Ricardo Paes Mamede, em Ladrões de Bicicletas (5 de abril de 2020)

 

Era uma questão de tempo até alguém começar com isto.

O guião é sempre o mesmo: virar funcionários públicos contra os do privado (porque os primeiros têm emprego seguro); trabalhadores com contrato sem termo contra precários (porque os primeiros são sempre mais protegidos que os segundos); os mais velhos contra os mais novos (porque aqueles gozaram e gozam de "privilégios" que estes pagam e não sabem se os irão ter no futuro); e a lista continua. Como se a origem das desigualdades profundas na nossa sociedade estivesse em quem vive do seu trabalho. Como se a solução fosse tornar todos mais pobres e mais precários.

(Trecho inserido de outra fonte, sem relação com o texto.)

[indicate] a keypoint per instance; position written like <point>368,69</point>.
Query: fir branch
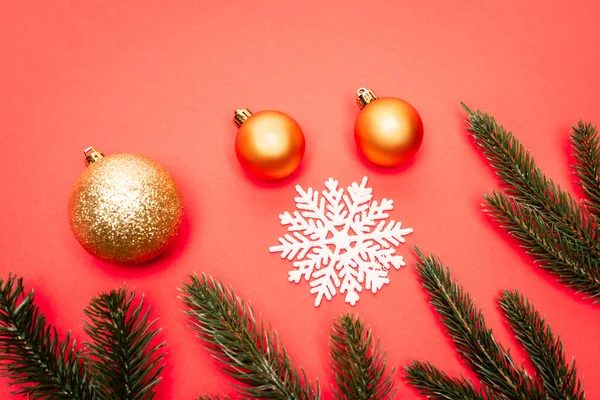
<point>126,364</point>
<point>547,354</point>
<point>543,240</point>
<point>435,384</point>
<point>474,342</point>
<point>524,181</point>
<point>586,150</point>
<point>33,357</point>
<point>359,365</point>
<point>249,353</point>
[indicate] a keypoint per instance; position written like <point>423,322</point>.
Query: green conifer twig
<point>546,242</point>
<point>473,340</point>
<point>586,150</point>
<point>524,181</point>
<point>547,354</point>
<point>435,384</point>
<point>249,353</point>
<point>359,364</point>
<point>125,362</point>
<point>34,358</point>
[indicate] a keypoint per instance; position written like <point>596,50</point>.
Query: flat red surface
<point>162,79</point>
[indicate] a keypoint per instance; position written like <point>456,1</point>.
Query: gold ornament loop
<point>241,115</point>
<point>92,155</point>
<point>364,97</point>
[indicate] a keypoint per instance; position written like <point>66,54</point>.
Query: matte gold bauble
<point>269,144</point>
<point>388,130</point>
<point>124,208</point>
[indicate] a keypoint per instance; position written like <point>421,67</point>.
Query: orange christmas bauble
<point>125,208</point>
<point>388,130</point>
<point>269,144</point>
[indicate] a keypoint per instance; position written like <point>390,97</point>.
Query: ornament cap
<point>92,155</point>
<point>364,97</point>
<point>241,115</point>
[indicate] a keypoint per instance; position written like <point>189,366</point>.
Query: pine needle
<point>34,359</point>
<point>125,362</point>
<point>473,340</point>
<point>524,181</point>
<point>435,384</point>
<point>586,150</point>
<point>546,243</point>
<point>249,353</point>
<point>559,219</point>
<point>547,353</point>
<point>359,364</point>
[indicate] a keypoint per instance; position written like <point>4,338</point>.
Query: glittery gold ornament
<point>388,130</point>
<point>124,208</point>
<point>269,144</point>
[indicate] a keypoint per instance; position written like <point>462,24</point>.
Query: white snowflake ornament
<point>341,240</point>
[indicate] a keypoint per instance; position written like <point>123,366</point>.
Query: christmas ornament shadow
<point>156,265</point>
<point>273,184</point>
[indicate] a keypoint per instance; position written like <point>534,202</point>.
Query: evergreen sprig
<point>545,242</point>
<point>248,351</point>
<point>559,378</point>
<point>126,364</point>
<point>359,363</point>
<point>118,362</point>
<point>499,375</point>
<point>562,234</point>
<point>473,340</point>
<point>436,384</point>
<point>586,150</point>
<point>34,358</point>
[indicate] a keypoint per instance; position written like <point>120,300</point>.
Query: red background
<point>162,78</point>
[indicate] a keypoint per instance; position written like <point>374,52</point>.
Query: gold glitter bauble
<point>125,208</point>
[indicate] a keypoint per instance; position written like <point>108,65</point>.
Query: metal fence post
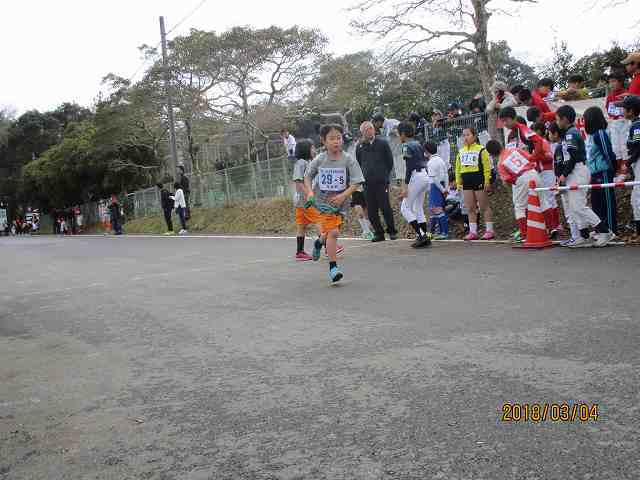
<point>255,181</point>
<point>226,182</point>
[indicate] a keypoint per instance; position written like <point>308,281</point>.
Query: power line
<point>197,7</point>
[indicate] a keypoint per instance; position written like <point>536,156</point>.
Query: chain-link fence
<point>264,179</point>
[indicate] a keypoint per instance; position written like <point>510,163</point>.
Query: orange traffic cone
<point>537,236</point>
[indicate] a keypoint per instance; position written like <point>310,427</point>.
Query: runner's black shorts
<point>473,181</point>
<point>357,198</point>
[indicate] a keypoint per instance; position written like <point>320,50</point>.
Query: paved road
<point>196,358</point>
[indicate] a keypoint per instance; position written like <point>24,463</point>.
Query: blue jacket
<point>600,155</point>
<point>413,155</point>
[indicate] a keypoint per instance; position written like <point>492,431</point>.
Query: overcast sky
<point>54,51</point>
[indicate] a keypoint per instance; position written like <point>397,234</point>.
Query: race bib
<point>332,179</point>
<point>615,111</point>
<point>469,159</point>
<point>515,163</point>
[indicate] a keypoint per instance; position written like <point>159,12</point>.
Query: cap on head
<point>632,58</point>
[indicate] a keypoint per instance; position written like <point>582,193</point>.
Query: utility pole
<point>167,87</point>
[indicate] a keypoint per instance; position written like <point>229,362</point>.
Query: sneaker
<point>580,243</point>
<point>303,257</point>
<point>421,242</point>
<point>335,274</point>
<point>339,250</point>
<point>567,242</point>
<point>601,239</point>
<point>317,250</point>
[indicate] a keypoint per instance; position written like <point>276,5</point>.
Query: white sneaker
<point>580,243</point>
<point>601,239</point>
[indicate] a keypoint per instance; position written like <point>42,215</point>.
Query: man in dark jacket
<point>167,206</point>
<point>184,184</point>
<point>376,161</point>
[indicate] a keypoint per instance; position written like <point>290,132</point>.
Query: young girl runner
<point>415,184</point>
<point>473,176</point>
<point>304,153</point>
<point>338,176</point>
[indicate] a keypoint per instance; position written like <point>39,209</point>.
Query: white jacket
<point>438,173</point>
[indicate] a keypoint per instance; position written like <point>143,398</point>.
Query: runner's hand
<point>337,200</point>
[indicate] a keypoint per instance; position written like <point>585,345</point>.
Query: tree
<point>428,29</point>
<point>560,67</point>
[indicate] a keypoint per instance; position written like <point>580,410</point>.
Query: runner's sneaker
<point>601,239</point>
<point>580,243</point>
<point>422,242</point>
<point>335,274</point>
<point>339,250</point>
<point>303,257</point>
<point>317,250</point>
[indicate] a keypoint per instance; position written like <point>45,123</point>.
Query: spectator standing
<point>180,205</point>
<point>184,184</point>
<point>502,97</point>
<point>632,65</point>
<point>601,161</point>
<point>289,143</point>
<point>114,213</point>
<point>631,107</point>
<point>574,171</point>
<point>167,206</point>
<point>376,162</point>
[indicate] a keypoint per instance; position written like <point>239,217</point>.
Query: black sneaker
<point>421,242</point>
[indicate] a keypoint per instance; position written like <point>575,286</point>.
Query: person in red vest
<point>516,168</point>
<point>632,64</point>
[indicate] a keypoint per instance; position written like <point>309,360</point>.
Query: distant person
<point>632,66</point>
<point>631,108</point>
<point>502,97</point>
<point>601,161</point>
<point>376,161</point>
<point>167,207</point>
<point>180,204</point>
<point>184,184</point>
<point>114,213</point>
<point>574,171</point>
<point>289,143</point>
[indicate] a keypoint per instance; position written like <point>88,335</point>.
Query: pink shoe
<point>303,257</point>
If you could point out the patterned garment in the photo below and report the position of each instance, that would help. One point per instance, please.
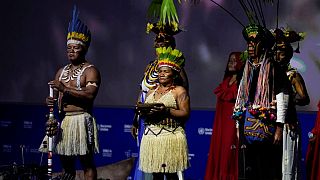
(163, 148)
(78, 135)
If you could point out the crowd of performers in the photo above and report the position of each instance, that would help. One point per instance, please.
(256, 133)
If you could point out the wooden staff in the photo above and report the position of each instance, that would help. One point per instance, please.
(51, 130)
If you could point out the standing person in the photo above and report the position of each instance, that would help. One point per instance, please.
(261, 106)
(299, 96)
(164, 38)
(313, 150)
(164, 150)
(223, 154)
(78, 84)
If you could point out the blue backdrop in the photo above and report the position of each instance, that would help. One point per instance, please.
(22, 129)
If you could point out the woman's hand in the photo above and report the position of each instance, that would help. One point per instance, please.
(158, 109)
(56, 84)
(50, 101)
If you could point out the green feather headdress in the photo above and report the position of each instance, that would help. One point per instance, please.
(172, 58)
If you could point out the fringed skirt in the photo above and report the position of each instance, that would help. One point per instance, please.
(78, 134)
(163, 149)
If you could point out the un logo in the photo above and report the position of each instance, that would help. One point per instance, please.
(201, 131)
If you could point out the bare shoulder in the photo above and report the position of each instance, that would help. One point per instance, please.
(180, 90)
(58, 73)
(149, 92)
(90, 68)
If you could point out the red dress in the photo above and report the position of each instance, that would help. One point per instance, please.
(222, 161)
(313, 152)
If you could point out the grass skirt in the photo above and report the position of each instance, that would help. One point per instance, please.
(163, 149)
(78, 134)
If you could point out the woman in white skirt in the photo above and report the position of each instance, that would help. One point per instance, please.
(164, 149)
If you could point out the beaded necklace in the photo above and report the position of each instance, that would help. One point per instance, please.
(66, 77)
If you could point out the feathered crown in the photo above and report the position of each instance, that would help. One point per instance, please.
(78, 32)
(163, 20)
(287, 36)
(257, 25)
(172, 58)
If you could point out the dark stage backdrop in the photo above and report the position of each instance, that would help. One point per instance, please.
(33, 43)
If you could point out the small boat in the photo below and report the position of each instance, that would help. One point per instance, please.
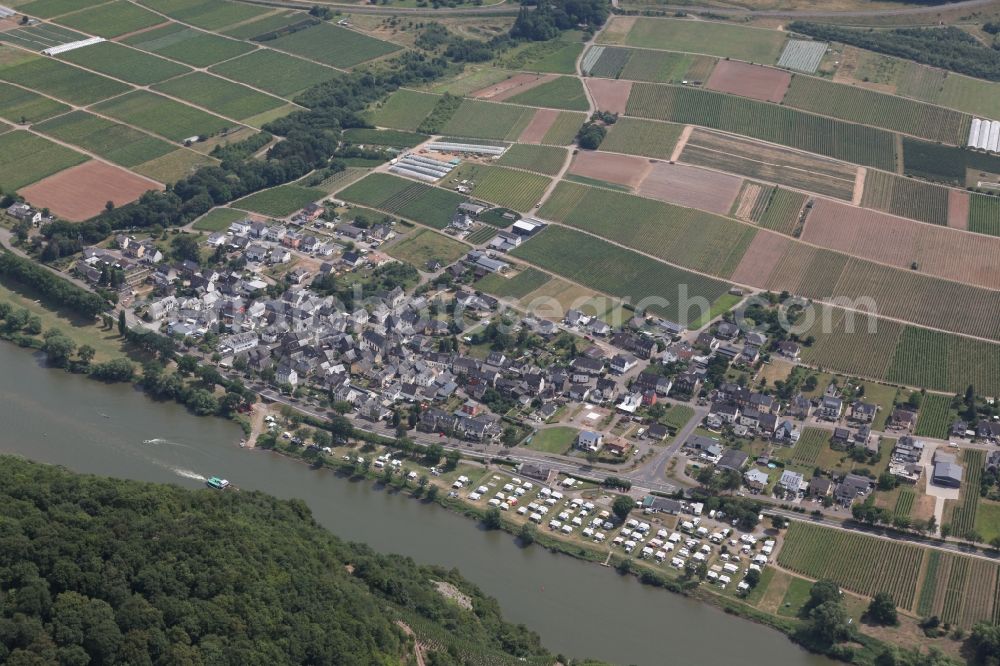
(217, 483)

Não vamos esquecer as prioridades. Primeiro, manter sob controlo a propagação do vírus e proteger os mais vulneráveis. Segundo, garantir que os serviços de saúde têm os meios de que necessitam para prestar assistência a quem precisa e para proteger os profissionais mais expostos a riscos. Terceiro, garantir que ninguém fica sem acesso a bens e serviços essenciais devido à paralisação da vida económica. Quarto, preservar tanto quanto possível as capacidades produtivas, para continuar a providenciar o que é necessário ao conjunto da população e permitir uma retoma mais rápida assim que a situação o permitir. Quinto, distribuir da forma mais justa possível os custos disto tudo.

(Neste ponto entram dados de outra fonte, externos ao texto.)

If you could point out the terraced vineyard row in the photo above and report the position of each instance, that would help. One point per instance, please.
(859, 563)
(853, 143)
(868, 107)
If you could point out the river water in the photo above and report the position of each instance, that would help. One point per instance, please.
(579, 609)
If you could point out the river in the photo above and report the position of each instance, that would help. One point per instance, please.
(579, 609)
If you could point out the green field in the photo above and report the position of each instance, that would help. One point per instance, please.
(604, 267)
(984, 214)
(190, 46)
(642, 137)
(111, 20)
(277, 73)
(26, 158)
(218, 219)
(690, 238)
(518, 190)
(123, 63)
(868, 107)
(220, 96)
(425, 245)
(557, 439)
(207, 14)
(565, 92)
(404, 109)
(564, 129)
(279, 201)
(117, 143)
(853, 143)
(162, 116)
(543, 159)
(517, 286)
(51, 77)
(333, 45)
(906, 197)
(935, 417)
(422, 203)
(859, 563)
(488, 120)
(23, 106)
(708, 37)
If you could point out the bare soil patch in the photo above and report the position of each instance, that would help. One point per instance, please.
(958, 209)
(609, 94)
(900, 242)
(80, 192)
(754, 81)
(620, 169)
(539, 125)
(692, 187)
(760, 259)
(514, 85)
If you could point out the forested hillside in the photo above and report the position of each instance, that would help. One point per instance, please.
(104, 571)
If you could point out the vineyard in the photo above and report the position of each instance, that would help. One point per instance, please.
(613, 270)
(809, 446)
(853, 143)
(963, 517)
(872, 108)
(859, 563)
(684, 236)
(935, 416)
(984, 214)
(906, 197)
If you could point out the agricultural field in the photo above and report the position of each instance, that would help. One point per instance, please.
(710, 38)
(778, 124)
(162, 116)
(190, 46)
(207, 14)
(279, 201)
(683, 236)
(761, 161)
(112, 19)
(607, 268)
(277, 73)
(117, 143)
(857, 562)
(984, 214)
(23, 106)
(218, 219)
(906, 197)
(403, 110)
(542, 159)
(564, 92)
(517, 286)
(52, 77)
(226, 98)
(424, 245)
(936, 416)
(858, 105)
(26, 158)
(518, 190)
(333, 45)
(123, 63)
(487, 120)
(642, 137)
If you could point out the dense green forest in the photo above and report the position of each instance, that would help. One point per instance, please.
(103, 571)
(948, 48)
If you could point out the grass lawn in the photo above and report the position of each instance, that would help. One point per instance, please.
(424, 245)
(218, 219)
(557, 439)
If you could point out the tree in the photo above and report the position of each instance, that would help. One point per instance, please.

Distribuir os esforços significa começar por quem poderia contribuir muito mais – e não por aqueles que estão menos mal do que outros. Funcionários públicos, trabalhadores com contratos sem termo e pensionistas continuam a pagar os seus impostos em função do que recebem. Numa sociedade decente, este tem de continuar a ser o princípio.

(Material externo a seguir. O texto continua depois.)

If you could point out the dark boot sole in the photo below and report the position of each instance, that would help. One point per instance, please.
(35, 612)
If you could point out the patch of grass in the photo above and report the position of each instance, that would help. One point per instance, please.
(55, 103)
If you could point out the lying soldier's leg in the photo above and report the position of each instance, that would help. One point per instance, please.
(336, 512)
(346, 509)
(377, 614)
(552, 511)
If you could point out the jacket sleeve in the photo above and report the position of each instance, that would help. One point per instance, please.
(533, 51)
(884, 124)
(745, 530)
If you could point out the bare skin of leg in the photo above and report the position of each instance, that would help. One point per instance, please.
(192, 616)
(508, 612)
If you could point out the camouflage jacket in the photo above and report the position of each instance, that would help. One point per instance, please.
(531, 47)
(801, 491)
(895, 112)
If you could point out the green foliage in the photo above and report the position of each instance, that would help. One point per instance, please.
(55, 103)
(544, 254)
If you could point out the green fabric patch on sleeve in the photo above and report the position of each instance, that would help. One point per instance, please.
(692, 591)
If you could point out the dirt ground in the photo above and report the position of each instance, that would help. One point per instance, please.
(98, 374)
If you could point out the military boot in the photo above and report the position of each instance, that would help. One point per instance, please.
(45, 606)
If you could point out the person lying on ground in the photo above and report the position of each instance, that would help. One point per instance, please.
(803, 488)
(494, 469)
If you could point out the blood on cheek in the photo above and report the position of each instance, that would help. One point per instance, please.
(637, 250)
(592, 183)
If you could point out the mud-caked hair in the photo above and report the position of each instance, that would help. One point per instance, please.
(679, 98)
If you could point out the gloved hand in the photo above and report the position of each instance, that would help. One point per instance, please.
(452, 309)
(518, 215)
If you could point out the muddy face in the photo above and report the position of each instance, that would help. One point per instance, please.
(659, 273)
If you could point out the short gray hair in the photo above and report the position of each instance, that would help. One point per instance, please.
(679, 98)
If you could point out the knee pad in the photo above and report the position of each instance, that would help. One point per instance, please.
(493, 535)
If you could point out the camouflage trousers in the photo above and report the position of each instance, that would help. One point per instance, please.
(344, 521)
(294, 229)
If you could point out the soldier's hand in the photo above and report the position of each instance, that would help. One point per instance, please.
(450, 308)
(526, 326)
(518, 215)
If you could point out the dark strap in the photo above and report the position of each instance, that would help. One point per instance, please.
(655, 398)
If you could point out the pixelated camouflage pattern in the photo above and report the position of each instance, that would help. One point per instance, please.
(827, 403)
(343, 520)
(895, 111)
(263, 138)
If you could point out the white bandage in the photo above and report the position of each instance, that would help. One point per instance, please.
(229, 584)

O principal instrumento à nossa disposição para fazermos justiça na distribuição dos esforços é o sistema fiscal. É aí que deverá focar-se o debate quando as outras prioridades estiverem acauteladas.

Outros instrumentos mais poderosos – como a emissão de moeda, o nível das taxas de juro ou as transferências entre países – não podemos neste momento controlar. Quanto a estes, temos de continuar a exigir que as autoridades europeias assumam as suas responsabilidades, para que o combate à emergência de saúde pública não sirva de desculpa para mais uma década de austeridade e de perda de direitos. Se não o fizerem, temos de preparar-nos para mudar de vida.